After execution of the above, create resource group, assessment template and run it.

aws inspector create-resource-group --resource-group-tags key=Name,value=my_ecs_hosts

aws inspector create-assessment-target --assessment-target-name ExampleAssessmentTarget --resource-group-arn arn:aws:inspector:us-west-2:123456789012:resourcegroup/0-AB6DMKnv

aws inspector create-assessment-template --assessment-target-arn arn:aws:inspector:us-west-2:123456789012:target/0-nvgVhaxX --assessment-template-name ExampleAssessmentTemplate --duration-in-seconds 180 --rules-package-arns arn:aws:inspector:us-west-2:758058086616:rulespackage/0-9hgA516p --user-attributes-for-findings key=ExampleTag,value=examplevalue

aws inspector start-assessment-run --assessment-run-name examplerun --assessment-template-arn arn:aws:inspector:us-west-2:123456789012:target/0-nvgVhaxX/template/0-it5r2S4T

To perform application and network security testing with third-party tools, use an authorized platform to simulate attacks. This should generate GuardDuty findings and WAF metrics.

5. Evaluate audits of CIS Config rules for account-wide compliance.

Fixing immediate issues

For webapp: Upgrade Spring and Tomcat on GitHub and re-test source-code. Release the change in CodeDeploy. Re-test the back-end instances with Inspector. Implement static code analysis in CodePipeline stages. Schedule Inspector runs.

For AWS environment: reverse engineer IAM policies and implement least privilege by scoping down all permissions to required resources only where possible. Fix all other issues detected by CIS Config rules in the account.

What Should I Do Before Running My Project in Production?

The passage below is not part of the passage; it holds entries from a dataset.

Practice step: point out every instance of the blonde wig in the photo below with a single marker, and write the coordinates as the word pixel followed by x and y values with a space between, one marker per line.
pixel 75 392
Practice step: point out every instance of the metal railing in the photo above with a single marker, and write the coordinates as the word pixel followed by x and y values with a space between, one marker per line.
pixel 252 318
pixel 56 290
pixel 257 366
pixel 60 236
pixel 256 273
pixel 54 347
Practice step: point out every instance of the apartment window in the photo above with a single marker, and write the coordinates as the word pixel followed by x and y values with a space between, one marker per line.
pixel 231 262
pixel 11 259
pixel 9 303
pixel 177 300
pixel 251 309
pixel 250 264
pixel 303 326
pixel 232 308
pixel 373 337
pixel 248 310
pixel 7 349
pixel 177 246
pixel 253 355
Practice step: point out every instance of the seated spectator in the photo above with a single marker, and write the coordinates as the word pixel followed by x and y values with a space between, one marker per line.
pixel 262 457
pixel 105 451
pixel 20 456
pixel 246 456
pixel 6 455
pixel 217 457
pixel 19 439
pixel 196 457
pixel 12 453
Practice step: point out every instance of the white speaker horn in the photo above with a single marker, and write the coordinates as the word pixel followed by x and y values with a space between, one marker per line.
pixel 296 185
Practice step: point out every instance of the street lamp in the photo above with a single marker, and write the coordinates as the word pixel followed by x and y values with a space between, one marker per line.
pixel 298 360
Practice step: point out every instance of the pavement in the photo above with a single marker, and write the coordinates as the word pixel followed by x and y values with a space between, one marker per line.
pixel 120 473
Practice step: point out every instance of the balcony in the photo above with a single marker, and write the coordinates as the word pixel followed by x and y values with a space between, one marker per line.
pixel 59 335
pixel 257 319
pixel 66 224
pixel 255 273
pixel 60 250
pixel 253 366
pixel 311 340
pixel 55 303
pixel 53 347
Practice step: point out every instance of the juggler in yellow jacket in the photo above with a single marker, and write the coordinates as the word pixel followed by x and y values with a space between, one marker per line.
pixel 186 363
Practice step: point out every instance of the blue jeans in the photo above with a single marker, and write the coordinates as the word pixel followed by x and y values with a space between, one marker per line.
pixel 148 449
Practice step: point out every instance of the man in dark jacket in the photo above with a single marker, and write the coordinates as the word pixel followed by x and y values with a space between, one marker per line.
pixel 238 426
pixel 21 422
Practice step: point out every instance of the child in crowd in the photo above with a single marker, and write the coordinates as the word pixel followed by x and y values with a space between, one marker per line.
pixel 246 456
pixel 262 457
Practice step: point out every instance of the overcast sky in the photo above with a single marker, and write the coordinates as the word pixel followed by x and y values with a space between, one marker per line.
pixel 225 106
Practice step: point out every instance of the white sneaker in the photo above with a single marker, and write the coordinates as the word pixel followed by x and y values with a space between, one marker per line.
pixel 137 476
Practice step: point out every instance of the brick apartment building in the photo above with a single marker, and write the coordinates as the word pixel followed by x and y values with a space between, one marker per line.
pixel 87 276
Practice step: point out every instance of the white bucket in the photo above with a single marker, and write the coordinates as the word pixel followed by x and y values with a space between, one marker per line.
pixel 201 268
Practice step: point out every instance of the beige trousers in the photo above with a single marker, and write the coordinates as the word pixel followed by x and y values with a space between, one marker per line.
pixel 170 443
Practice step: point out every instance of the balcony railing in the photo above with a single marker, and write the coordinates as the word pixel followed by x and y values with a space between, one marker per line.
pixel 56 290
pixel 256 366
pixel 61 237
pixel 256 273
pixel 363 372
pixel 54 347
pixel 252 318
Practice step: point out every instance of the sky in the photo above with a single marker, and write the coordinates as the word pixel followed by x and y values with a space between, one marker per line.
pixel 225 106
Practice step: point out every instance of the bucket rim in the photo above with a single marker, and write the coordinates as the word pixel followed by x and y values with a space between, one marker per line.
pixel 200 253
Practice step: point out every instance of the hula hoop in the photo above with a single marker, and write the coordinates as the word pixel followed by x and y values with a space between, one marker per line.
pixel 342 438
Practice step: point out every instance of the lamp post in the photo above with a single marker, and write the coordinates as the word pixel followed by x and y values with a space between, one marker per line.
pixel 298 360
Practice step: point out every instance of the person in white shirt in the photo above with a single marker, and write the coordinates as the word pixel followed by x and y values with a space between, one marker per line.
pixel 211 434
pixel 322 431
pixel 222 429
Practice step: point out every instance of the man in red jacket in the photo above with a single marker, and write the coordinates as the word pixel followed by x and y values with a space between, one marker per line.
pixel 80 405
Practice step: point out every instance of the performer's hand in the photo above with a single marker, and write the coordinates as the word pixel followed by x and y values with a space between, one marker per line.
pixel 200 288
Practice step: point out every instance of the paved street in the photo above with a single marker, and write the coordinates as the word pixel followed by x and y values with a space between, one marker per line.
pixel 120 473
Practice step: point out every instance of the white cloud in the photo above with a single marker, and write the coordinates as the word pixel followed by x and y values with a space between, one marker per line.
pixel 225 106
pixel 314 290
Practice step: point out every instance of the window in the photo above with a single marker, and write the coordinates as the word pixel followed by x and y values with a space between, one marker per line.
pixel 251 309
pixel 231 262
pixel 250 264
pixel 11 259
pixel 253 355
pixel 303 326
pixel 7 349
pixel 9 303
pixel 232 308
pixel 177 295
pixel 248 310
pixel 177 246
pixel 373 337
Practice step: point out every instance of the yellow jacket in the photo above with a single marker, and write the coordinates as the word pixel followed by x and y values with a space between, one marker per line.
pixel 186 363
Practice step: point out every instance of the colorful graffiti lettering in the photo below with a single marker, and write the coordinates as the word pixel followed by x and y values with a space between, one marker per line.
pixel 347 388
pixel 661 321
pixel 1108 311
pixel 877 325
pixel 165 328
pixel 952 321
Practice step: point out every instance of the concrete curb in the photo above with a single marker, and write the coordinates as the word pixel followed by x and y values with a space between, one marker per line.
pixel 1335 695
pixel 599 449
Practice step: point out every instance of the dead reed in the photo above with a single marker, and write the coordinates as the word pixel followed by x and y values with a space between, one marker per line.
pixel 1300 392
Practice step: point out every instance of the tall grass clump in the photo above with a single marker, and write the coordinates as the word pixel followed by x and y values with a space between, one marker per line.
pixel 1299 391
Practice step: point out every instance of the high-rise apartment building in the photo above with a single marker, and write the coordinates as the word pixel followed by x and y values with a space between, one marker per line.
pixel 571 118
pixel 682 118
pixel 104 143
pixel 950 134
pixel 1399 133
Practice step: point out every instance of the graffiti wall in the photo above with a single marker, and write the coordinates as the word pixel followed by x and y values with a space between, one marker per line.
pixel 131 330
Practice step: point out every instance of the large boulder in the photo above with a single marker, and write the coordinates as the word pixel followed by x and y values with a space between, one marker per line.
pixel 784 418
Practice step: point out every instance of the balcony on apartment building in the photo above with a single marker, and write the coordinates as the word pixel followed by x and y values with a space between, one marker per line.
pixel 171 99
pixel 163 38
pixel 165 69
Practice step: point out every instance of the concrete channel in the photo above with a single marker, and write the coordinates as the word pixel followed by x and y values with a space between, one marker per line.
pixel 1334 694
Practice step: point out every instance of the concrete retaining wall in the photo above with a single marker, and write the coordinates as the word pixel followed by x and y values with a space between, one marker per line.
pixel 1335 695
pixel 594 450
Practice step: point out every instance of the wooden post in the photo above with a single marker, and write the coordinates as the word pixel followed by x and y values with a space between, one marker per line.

You should regularly apply patches and review security best practices for the dependencies used by your application. Use these security best practices to update your sample code and maintain your project in a production environment:

1. Track ongoing security announcements and updates for your framework.
2. Before you deploy your project, follow the best practices developed for your framework.
3. Review dependencies for your framework on a regular basis and update as needed.
4. Follow the recommendations for your compliance framework on regular basis and implement best practices for your environment.
5. Continuously monitor the environment for any anomalies with the SIEM tools.